秦意濃手指無意識地在桌布上搓了搓,訕訕道:“叔叔,我是真不行。”
韓玉平盯著她。
良久,他深吸了一口氣:“你是不是有什么事瞞著我?”
秦意濃搖頭,表情偽裝得天.衣無縫,含笑道:“真沒有。”
“那你怎么回事?”韓玉平一雙眼銳如鷹隼,沉下聲音,一字一字道,“我以前從沒在你口中聽到過‘不行’這兩個字,我讓你在家休息,不是讓你退休養老,把演員的那點精氣神都磨掉了。”
“我……”秦意濃慢慢地坐直了。
韓玉平陰著臉:“我不管你對她是不是沒好感,到了我的片場,就是我的人,除了角色,沒有其他。
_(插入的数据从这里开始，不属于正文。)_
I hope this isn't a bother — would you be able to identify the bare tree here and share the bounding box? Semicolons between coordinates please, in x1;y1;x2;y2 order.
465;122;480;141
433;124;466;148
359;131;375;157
你再回答我一遍,你行還是不行?”
秦意濃默然半晌,點了點頭。
韓玉平喝道:“說話!”
秦意濃大聲道:“行!”
這一瞬間她好像回到了初入電影圈的時候,韓玉平也是這樣一點一點地提升她的自信。
她拍電視劇的前三年,被無窮無盡的行程裹挾,從這個片場到那個片場,從這個通告到那個通告,像一臺不能休息的賺錢機器。她想報演技班提升自己,卻被經紀人安排的工作擠壓得毫無縫隙。后來發生了一些嚴重的事,她忍無可忍,和當時的經紀人矛盾越演越烈,那之后不久她被人封殺,因為拒不同意公司的安排陷入雪藏,那段時間是她演藝生涯乃至整個人生的最低谷。
進了韓玉平的劇組以后,她一來沒有演電影的經驗,二來外界議論紛紛,哪怕她強行撐出一張她不在乎她很強大的面皮,亦無法掩飾她繁榮外表下的自卑和膽怯。
有一天劇組中午休息,上午的那場戲難度很高,秦意濃怎么演都演不到韓玉平滿意的地步,當著全劇組的面,被劈頭蓋臉地罵了一整個上午。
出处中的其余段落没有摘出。